Los bebedores de whisky ya se marchaban. El de la corbata de lazo dedicó a Quirke lo que a éste le pareció una sonrisilla de suficiencia y lástima y desprecio. ¿Es que llevaba su mal escrito tan a las claras en la cara?
—No dijo nada. Parece ser que la hermana es la oveja negra de la familia y que apenas tiene con ella ningún contacto. Con franqueza, es un cabroncete gazmoño, pero supongo que eso no guarda relación con nada.
Hackett por fin había detectado la gota de crema en el mentón y se la limpió. Quirke reparó en que llevaba una corbata de un peculiar marrón oscuro, como del color de la salsa de carne. Aún no había desaparecido la marca del sombrero en su frente.
—¿Y qué es lo que espera que haga yo? —preguntó—. ¿Es que su hija tal vez quiere denunciar que su amiga ha desaparecido, quiere decírnoslo así? ¿Qué pensaría la familia de eso?

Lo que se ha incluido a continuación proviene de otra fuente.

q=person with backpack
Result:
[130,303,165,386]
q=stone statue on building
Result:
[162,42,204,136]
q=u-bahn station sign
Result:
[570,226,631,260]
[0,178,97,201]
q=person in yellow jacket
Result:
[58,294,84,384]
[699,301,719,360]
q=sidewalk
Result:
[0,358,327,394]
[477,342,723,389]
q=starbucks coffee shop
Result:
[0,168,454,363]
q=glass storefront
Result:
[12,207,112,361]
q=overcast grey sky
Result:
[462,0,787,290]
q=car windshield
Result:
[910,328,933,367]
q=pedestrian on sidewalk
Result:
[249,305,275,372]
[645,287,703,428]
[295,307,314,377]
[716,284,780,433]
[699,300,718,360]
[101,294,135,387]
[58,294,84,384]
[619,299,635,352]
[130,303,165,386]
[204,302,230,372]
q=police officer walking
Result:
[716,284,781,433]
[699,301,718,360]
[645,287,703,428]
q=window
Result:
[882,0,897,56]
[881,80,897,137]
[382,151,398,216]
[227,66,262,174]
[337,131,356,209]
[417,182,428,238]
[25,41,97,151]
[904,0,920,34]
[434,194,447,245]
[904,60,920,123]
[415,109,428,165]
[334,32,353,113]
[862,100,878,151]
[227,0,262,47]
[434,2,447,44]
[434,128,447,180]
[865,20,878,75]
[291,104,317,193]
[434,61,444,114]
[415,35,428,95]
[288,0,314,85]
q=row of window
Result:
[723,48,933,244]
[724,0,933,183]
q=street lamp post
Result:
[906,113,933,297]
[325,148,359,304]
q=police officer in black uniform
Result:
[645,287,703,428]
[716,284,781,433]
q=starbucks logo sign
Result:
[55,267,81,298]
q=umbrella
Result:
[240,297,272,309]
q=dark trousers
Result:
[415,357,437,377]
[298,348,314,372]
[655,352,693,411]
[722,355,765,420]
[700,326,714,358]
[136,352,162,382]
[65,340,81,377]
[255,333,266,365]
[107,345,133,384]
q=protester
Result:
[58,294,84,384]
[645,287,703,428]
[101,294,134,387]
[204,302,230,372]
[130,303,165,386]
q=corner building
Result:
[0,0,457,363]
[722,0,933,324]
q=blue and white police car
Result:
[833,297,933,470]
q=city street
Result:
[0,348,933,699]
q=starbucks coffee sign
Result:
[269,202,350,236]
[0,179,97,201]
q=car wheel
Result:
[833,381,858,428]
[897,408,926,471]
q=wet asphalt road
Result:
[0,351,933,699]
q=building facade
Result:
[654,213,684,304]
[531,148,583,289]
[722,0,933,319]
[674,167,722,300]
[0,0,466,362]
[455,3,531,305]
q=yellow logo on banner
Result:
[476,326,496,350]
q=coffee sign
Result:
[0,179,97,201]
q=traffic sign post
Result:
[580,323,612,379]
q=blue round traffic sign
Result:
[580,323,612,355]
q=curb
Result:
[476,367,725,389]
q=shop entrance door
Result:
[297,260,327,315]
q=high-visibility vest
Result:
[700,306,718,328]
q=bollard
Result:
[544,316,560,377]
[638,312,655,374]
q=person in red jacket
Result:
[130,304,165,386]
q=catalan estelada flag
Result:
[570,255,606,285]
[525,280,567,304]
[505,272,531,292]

—Tengo la seria sospecha de que a la familia no le gustaría nada.
Los dos se pararon a meditar en silencio.
—A lo mejor —dijo el inspector— deberíamos ir a su piso a echar un vistazo nosotros. ¿Sabemos dónde está la llave?
—Phoebe sí lo sabe.
Hackett examinaba distraído un hilo suelto en el puño de la chaqueta.
—Tengo la impresión, doctor Quirke —dijo—, de que usted está más que reacio a implicarse en este asunto.
—Su impresión es correcta. Conozco a los Latimer, sé cómo son los de su calaña, y no me agradan.
—Gente poderosa —dijo el inspector. Miró a Quirke un instante con los ojos brillantes bajo las cejas y sonrió antes de bajar la voz—. Gente peligrosa, doctor Quirke.
Quirke pagó la cuenta y a Hackett le fue devuelto el abrigo de tropa de asalto. Salieron caminando por el vestíbulo hasta las escaleras que daban a Dawson Street. O había vuelto a espesar la niebla o caía una lluvia tan fina que parecía imposible; difícil saberlo. Los automóviles, al pasar, hacían un ruido de fritura en el asfalto grasiento.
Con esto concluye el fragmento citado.